The anesthetic is performed with the knowledge of the pharmacodynamics and pharmacokinetics of the intravenous and volatile anesthetics used. Volatile agents (isoflurane, sevoflurane, desflurane) decrease cerebral metabolic rate while increasing cerebral blood flow. They uncouple autoregulation. However, at less than one MAC these affects are minimal and all three agents can be used at low doses in patients with traumatic brain injury [40]. IV anesthetic agents including propofol , etomidate , and thiopental decrease cerebral blood flow, cause cerebral vasoconstriction and decrease cerebral metabolic rate. All can be used in head injury. The FDA recommends against the use of a propofol infusion for the management of refractory intracranial hypertension due to the possibility of propofol infusion syndrome [41]. Etomidate is associated with a reduction in ICP and significant improvements in cerebral perfusion pressure with reductions in mean arterial pressure. Adrenal suppression is associated with the use of etomidate [42]. Ketamine , unlike the other IV anesthetic agents, has a longer half life, increases cerebral blood flow and cerebral metabolic rate. In spite of this, it is being used in some centers for head injury due to its ability to maintain blood pressure [32, 43]. Nitrous oxide can increase cerebral metabolic rate and cause cerebral vasodilation with increased ICP. Transient myelopathy has been described in patients with B12 deficiency nitrous oxide. Data is lacking showing its use causes worsening outcome and institutions with a long history of administering nitrous oxide continue with its use [44–46]. Opioids provide excellent hemodynamic stability. Although many in vitro and animal models have demonstrated cerebral protection from anesthetic agents secondary to cerebral ischemia, clinical data to suggest any particular anesthetic agent provides improved clinical outcome in patients with head injury is lacking [47, 48].

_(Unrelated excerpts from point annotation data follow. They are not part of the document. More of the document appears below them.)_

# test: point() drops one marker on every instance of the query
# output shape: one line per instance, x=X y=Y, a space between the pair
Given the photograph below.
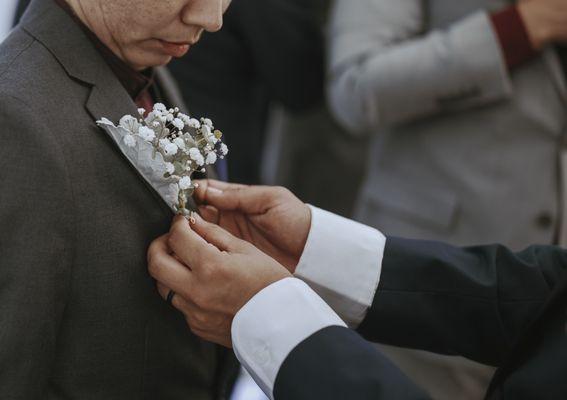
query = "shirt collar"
x=135 y=82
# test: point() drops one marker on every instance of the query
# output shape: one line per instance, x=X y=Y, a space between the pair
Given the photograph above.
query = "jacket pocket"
x=432 y=207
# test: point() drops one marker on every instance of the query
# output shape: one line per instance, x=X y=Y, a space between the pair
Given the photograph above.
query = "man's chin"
x=150 y=61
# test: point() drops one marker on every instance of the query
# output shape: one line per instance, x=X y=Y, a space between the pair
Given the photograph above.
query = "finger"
x=217 y=236
x=188 y=245
x=164 y=268
x=209 y=214
x=204 y=185
x=177 y=301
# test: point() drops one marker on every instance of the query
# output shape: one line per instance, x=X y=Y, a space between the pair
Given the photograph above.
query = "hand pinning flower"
x=178 y=144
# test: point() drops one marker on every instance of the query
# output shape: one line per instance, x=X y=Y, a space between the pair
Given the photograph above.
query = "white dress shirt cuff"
x=273 y=323
x=342 y=262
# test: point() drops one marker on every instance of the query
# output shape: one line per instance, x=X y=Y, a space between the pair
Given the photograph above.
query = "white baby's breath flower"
x=185 y=183
x=193 y=123
x=130 y=140
x=196 y=156
x=178 y=123
x=160 y=107
x=170 y=149
x=129 y=123
x=146 y=133
x=211 y=158
x=179 y=142
x=206 y=130
x=169 y=168
x=184 y=117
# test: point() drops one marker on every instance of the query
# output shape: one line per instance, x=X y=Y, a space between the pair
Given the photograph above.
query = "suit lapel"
x=57 y=31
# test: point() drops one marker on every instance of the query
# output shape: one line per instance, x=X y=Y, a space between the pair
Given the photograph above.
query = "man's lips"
x=174 y=49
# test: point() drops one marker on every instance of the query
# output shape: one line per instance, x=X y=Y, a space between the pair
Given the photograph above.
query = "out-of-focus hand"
x=212 y=273
x=545 y=20
x=271 y=218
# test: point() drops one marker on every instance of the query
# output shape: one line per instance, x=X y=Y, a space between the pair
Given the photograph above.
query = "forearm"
x=286 y=41
x=399 y=78
x=36 y=222
x=473 y=302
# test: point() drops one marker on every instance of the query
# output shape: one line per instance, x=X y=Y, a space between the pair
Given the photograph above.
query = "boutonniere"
x=167 y=147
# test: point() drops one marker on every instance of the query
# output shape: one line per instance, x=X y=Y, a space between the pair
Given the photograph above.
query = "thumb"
x=216 y=235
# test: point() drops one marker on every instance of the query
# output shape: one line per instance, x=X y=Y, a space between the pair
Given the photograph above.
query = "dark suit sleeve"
x=35 y=251
x=336 y=363
x=286 y=42
x=473 y=302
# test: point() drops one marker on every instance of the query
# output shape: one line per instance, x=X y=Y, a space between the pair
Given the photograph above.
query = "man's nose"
x=204 y=13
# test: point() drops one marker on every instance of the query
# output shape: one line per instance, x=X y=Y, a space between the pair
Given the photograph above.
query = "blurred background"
x=426 y=119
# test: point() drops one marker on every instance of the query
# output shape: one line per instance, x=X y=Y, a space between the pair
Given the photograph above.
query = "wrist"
x=538 y=29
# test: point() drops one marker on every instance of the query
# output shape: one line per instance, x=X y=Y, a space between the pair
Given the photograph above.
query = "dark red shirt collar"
x=135 y=82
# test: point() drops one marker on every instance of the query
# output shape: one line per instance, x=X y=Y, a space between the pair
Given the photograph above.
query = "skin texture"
x=240 y=246
x=213 y=274
x=545 y=21
x=134 y=29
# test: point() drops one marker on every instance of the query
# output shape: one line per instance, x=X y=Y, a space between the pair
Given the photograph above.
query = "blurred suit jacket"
x=449 y=300
x=268 y=51
x=80 y=316
x=464 y=151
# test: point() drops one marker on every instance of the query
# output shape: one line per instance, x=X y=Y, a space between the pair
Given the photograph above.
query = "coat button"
x=544 y=220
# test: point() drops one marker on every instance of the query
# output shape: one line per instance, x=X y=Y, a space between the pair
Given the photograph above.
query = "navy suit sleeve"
x=335 y=364
x=473 y=302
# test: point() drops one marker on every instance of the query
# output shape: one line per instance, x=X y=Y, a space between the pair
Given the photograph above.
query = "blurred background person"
x=465 y=105
x=268 y=60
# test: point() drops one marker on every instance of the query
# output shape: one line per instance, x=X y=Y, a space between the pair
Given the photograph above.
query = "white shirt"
x=334 y=284
x=7 y=15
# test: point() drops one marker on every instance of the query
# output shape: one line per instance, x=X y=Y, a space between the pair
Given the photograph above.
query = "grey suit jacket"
x=464 y=151
x=80 y=317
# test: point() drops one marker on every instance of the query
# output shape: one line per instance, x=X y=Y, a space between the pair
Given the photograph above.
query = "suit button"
x=544 y=220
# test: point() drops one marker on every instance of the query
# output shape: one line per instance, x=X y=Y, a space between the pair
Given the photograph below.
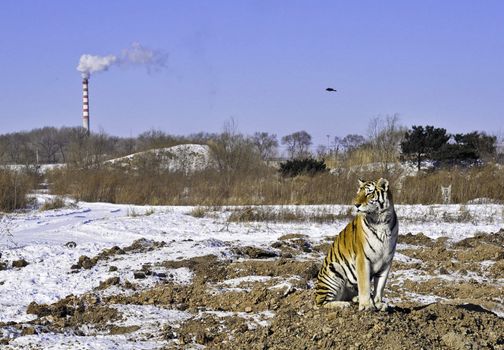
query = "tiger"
x=361 y=252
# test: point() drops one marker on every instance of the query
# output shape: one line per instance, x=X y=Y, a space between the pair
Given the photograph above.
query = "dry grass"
x=14 y=187
x=467 y=184
x=208 y=188
x=54 y=203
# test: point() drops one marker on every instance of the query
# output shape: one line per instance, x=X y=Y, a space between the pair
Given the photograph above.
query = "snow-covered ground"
x=40 y=238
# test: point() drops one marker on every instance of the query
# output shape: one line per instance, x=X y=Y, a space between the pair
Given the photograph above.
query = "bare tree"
x=266 y=144
x=298 y=144
x=234 y=155
x=352 y=141
x=385 y=136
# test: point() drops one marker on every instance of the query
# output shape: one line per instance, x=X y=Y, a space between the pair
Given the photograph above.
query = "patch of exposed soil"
x=262 y=298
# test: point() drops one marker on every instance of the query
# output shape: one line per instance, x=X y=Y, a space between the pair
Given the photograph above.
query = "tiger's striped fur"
x=362 y=252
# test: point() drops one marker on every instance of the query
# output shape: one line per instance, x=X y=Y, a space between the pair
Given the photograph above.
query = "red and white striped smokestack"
x=85 y=104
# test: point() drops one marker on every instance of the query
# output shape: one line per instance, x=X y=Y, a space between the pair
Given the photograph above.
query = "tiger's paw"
x=381 y=306
x=366 y=307
x=337 y=305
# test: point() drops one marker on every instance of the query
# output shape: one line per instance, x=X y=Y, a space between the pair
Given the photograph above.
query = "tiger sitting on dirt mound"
x=362 y=252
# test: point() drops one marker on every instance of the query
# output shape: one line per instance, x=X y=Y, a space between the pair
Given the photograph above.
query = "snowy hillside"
x=187 y=158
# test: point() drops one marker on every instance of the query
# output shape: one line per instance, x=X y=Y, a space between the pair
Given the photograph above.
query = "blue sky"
x=265 y=64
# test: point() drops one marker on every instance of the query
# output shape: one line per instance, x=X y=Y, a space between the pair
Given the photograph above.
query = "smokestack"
x=85 y=104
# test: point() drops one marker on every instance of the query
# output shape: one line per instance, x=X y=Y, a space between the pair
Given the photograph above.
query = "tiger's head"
x=373 y=196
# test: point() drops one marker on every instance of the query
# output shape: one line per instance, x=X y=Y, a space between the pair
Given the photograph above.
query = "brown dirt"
x=278 y=312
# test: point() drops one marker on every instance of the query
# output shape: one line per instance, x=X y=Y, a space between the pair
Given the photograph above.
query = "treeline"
x=241 y=170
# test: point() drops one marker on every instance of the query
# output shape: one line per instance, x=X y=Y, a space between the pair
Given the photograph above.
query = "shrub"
x=306 y=166
x=54 y=203
x=14 y=187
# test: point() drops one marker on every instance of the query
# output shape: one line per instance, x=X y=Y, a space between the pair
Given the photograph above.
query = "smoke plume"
x=152 y=60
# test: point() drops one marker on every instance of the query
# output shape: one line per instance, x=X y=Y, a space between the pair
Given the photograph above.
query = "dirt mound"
x=298 y=325
x=262 y=298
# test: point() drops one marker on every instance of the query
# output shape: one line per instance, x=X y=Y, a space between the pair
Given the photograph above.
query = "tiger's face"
x=372 y=196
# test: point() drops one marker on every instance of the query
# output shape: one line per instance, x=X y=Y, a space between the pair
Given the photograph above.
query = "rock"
x=86 y=262
x=28 y=331
x=113 y=281
x=19 y=263
x=116 y=330
x=71 y=244
x=138 y=275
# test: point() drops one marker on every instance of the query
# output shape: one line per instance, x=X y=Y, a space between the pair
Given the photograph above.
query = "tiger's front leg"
x=379 y=285
x=363 y=283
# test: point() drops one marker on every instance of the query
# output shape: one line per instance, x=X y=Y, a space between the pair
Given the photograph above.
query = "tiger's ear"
x=383 y=183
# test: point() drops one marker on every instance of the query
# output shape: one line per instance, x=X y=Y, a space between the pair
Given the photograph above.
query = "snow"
x=188 y=157
x=39 y=237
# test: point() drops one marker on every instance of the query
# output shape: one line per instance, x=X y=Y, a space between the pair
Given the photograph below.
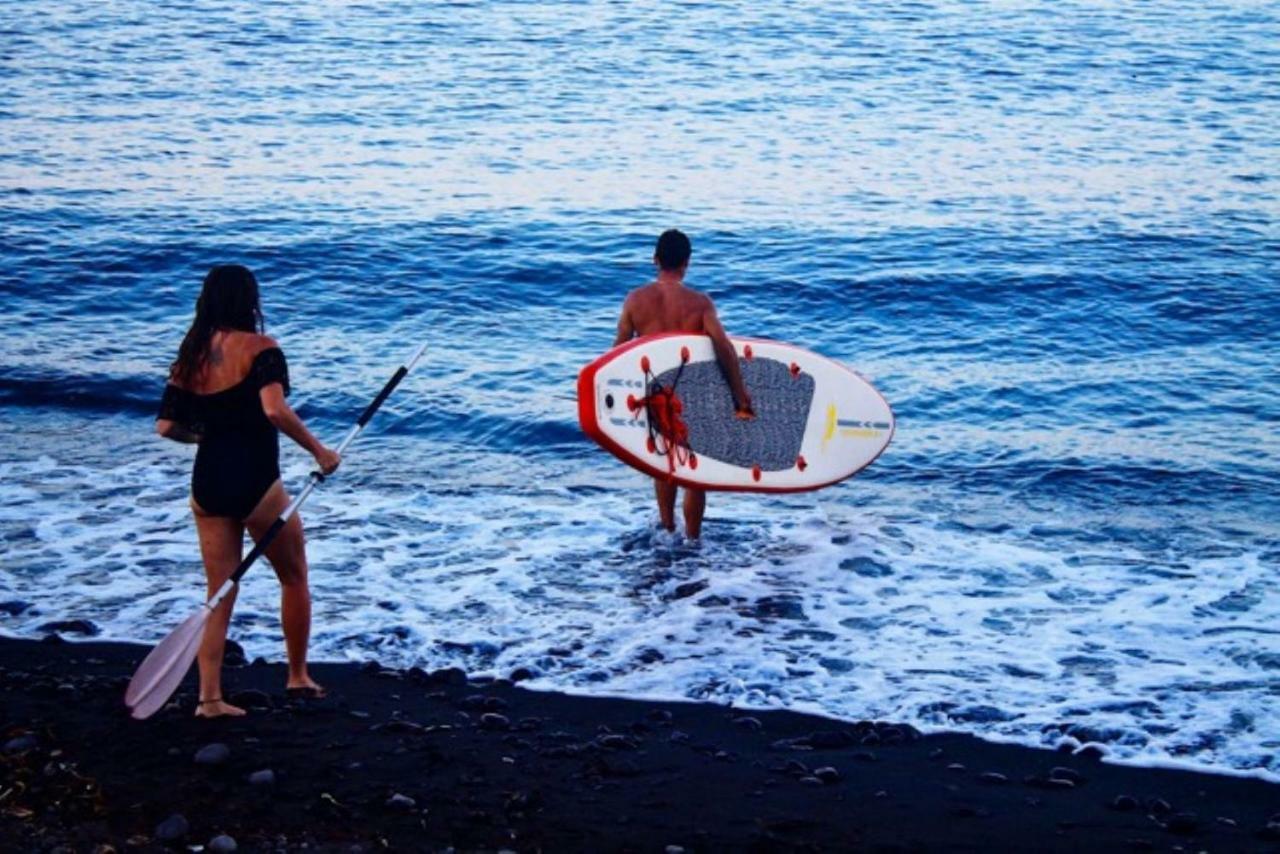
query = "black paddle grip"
x=382 y=396
x=259 y=547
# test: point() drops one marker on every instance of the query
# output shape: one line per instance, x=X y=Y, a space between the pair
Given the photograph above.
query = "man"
x=668 y=305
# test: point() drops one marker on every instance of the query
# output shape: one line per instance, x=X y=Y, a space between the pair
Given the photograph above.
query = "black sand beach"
x=417 y=761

Anesthetic management will include arterial catheterization for careful blood pressure monitoring as well as blood gas and chemistry analysis during surgery. Central venous access is indicated when required for resuscitation or for vasopressor administration. Timely placement of invasive monitors is important. Placement of access should not significantly delay emergent intracranial procedures. Monitors of cerebral oxygenation can be helpful especially if significant hemodynamic instability is expected or if hyperventilation is used to control intracranial pressure . Jugular venous oximetry, brain tissue oxygenation, and cerebral oximetry can be used for this purpose [49–53].

Hypotension should be avoided and the systolic blood pressure should be maintained at greater than 90 mm Hg while maintaining a cerebral perfusion pressure between 50 and 70 mm Hg. A mean arterial pressure of greater than or equal to 80 mm Hg should be targeted in patients with combined hemorrhagic shock and severe head injury. (GCS < 8) [35]. Hypotension occurring during the first 6 h after head injury has the highest prediction of poor neurological outcome at discharge [54]. Euvolemia, maintained with non glucose containing isotonic crystalloid solutions, should be maintained. Albumin has not shown to be preferred over crystalloid solutions [55]. 3 % hypertonic saline should be considered as a treatment modality in patients with significant increases in intracranial pressure either by bolus or continuous infusion, however it has not been associated with improved outcome over normal saline [35]. Hypertonic saline may be a more effective treatment for increased intracranial pressure management than mannitol [56]. Mannitol should be used only as a short-term acute therapy for increased intracranial pressure . Vasopressors are used to maintain mean arterial pressure and should be used early if blood pressure does not respond to volume treatment [35]. Phenylephrine, norepinephrine, dopamine, and occasionally vasopressin are used and are often institution specific. Current evidence does not support the use of one vasopressor over the others [57, 58]. Hypothermia at 33–35 °C with duration of greater than 48 h with rewarming lasting 24 h and cerebral perfusion pressure greater than 50 mm Hg may improve outcome. This is especially true for head injury patients with a Glasgow Coma Scale of between 4 and 7 [59–62].